Division of Pulmonary Sciences and Critical Care Medicine, University of Colorado Anschutz Medical Campus, Aurora, Colorado.

出版信息

Cancer Prev Res (Phila). 2017 Nov;10(11):671-679. doi: 10.1158/1940-6207.CAPR-17-0050. Epub 2017 Aug 29.

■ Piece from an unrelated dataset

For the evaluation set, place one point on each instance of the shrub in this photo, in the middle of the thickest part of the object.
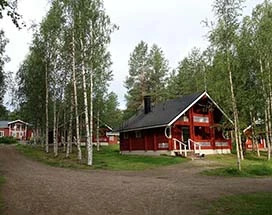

DOI:10.1158/1940-6207.CAPR-17-0050
PMID:28851689
原文链接:https://pmc.ncbi.nlm.nih.gov/articles/PMC5769875/
Abstract

Prostacyclin (prostaglandin I, PGI) overproduction in FVB/N mice prevents the formation of carcinogen and tobacco smoke-induced adenomas, and administration of the oral prostacyclin analogue iloprost to wild-type mice also prevented carcinogen-induced mouse lung adenoma formation. Former smokers taking oral iloprost showed improved bronchial dysplasia histology compared with placebo. Next-generation oral prostacyclin analogues, like treprostinil, were developed for the treatment of pulmonary arterial hypertension (PAH). On the basis of our prior studies with iloprost, we performed preclinical studies examining the ability of treprostinil to chemoprevent urethane-induced murine lung adenocarcinoma. We determined the MTD in chow (prior studies had delivered treprostinil by gavage), and this dose produced serum levels in the experimental animals similar to those found in PAH patients treated with treprostinil. We then examined the chemopreventive efficacy of treprostinil exposure initiated both before (1 week) and after (6 weeks) urethane exposure to better model chemoprevention studies conducted in former smokers. Neither of these dosing strategies prevented murine lung cancer; however, we did detect changes in pulmonary inflammatory cell infiltrate and expression of CXCR4 (a chemokine receptor previously shown to increase in response to treprostinil exposure) in tumor-bearing, treprostinil-treated animals, indicating that the drug was bioavailable. One potential explanation stems from iloprost and treprostinil differentially activating cell surface prostaglandin receptors and intracellular peroxisome proliferator-activated receptors. When murine lung tumor cells were treated with treprostinil, their proliferation rate increased; in contrast, iloprost had no effect on proliferation. Future investigations comparing these two agents will provide insight into iloprost's chemopreventive mechanisms. .

摘要

前列环素(前列腺素 I,PGI)在 FVB/N 小鼠中的过度产生可预防致癌物和烟草烟雾诱导的腺瘤的形成,并且向野生型小鼠给予口服前列环素类似物伊洛前列素也可预防致癌物诱导的小鼠肺腺癌形成。与安慰剂相比,服用口服伊洛前列素的前吸烟者表现出支气管发育不良组织学改善。为治疗肺动脉高压(PAH)而开发了新一代口服前列环素类似物,如曲前列尼尔。基于我们先前使用伊洛前列素的研究,我们进行了临床前研究,以检查曲前列尼尔抑制尿烷诱导的小鼠肺腺癌的能力。我们确定了在饮食中(先前的研究通过灌胃给予曲前列尼尔)的最大耐受剂量(MTD),该剂量在实验动物中产生的血清水平与接受曲前列尼尔治疗的 PAH 患者相似。然后,我们研究了在尿烷暴露前(1 周)和暴露后(6 周)开始暴露于曲前列尼尔的化学预防功效,以更好地模拟在前吸烟者中进行的化学预防研究。这两种给药策略都不能预防小鼠肺癌;但是,我们确实在接受曲前列尼尔治疗的携带肿瘤的动物中检测到肺部炎症细胞浸润和 CXCR4 表达的变化(先前显示对曲前列尼尔暴露增加的趋化因子受体),表明药物是生物可利用的。一个潜在的解释源于伊洛前列素和曲前列尼尔不同地激活细胞表面前列腺素受体和细胞内过氧化物酶体增殖物激活受体。当用曲前列尼尔处理小鼠肺肿瘤细胞时,其增殖率增加;相反,伊洛前列素对增殖没有影响。未来比较这两种药物的研究将深入了解伊洛前列素的化学预防机制。